I had the distinct pleasure of chatting with Nana about her movie, her Kickstarter, and how she expects the world to change.
HelloGiggles (HG): Could you tell me a little more about your production company? Queen of Glory is an awesome project in itself, but it’s pretty awesome that you started a company specifically by women for women.
Nana Mensah (NM): Surely. Adelos Media was co-founded by me and actress/producer Anya Migdal. We met in New York through the Public Theater’s Shakespeare LAB, and in 2010, she approached me about starting a company. She’s Russian and I’m Ghanaian-American and we were both frustrated with the dearth of roles out there for us. She was often going for “Sex Trafficking Victim” and I was often “Sassy (insert whatever low wage job you can think of here).” We knew that women were so much more than this — we could be complicated, funny, raunchy, intellectual, quirky — and there’s room for all of it. Sexy means so much more than the narrow definition we’ve permitted ourselves– and it can exist without pandering to the ‘male gaze’. Anyway, I had just finished my first screenplay, a historical biopic set in colonial Ghana (I am nothing if not ambitious), and so we sought out a way to make that come to fruition.
HG: What happened?
NM: Absolutely nothing. No one wants to make a $20 million movie set in Africa with Black leads. Or so I was told. And I was like, “why not?” So my mentor, Emily Abt (who won the Grand Jury Prize at Sundance for her debut Toe to Toe) told me plainly: look, go away and write a manageable story that you can shoot for cheap and see if you can make that happen. That was three years ago.

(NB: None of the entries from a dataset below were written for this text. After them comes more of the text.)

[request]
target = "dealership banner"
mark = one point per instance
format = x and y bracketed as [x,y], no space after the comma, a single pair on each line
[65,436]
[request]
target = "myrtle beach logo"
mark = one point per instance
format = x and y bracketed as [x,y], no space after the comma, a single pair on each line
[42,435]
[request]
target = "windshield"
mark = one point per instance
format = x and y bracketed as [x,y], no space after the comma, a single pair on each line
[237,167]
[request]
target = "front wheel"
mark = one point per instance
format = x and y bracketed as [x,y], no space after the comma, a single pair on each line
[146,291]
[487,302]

HG: I absolutely love what your website says about not wanting to audition for the roles that were offered to you. Can you tell me a little more about the frustrations you have surrounding the stereotypical roles that are still being offered to women, most notably women of color? Have you noticed any improvements in recent years, or the same ol’ cycle?
NM: Oh, I’m thrilled about the progress, I really am: Viola, Kerry, Angela, Taraji, Issa — it is getting done. I’m also aware that contentment is the enemy, and so we have to keep pushing forward and constantly re-examine our conceptions of who a woman can be in film/television, and also who a Black woman can be in media. As far as my audition stories — well, suffice it to say that I knew almost immediately when I started auditioning that there was a problem. That all women, and particularly Black women, were capable of so much more than Hollywood was giving us credit for. So I got a job in a restaurant and started writing scripts, trying to “be the change I wanted to see in the world,” as they say.
HG: Where did you get the idea for the plot line of Queen of Glory?
NM: There were a few threads that intertwined to make Queen of Glory. Firstly, as a child of immigrants, everyone is always obsessed with education, and I thought it would be cool to explore the extreme of that — to see what would happen if a main character sought refuge in academia so as to avoid real life. Can you be over-educated? Next, I wanted to explore the idea of inheritance, both the physical traits and items we get from our families. Aside from that, I basically took everything I wanted to see someone go through and whipped it up into a little narrative; I love family dysfunction, I love navigating class issues (especially among people of color), and I love watching how people cope with their personal failings. So that was the skeleton and my imagination took over from there.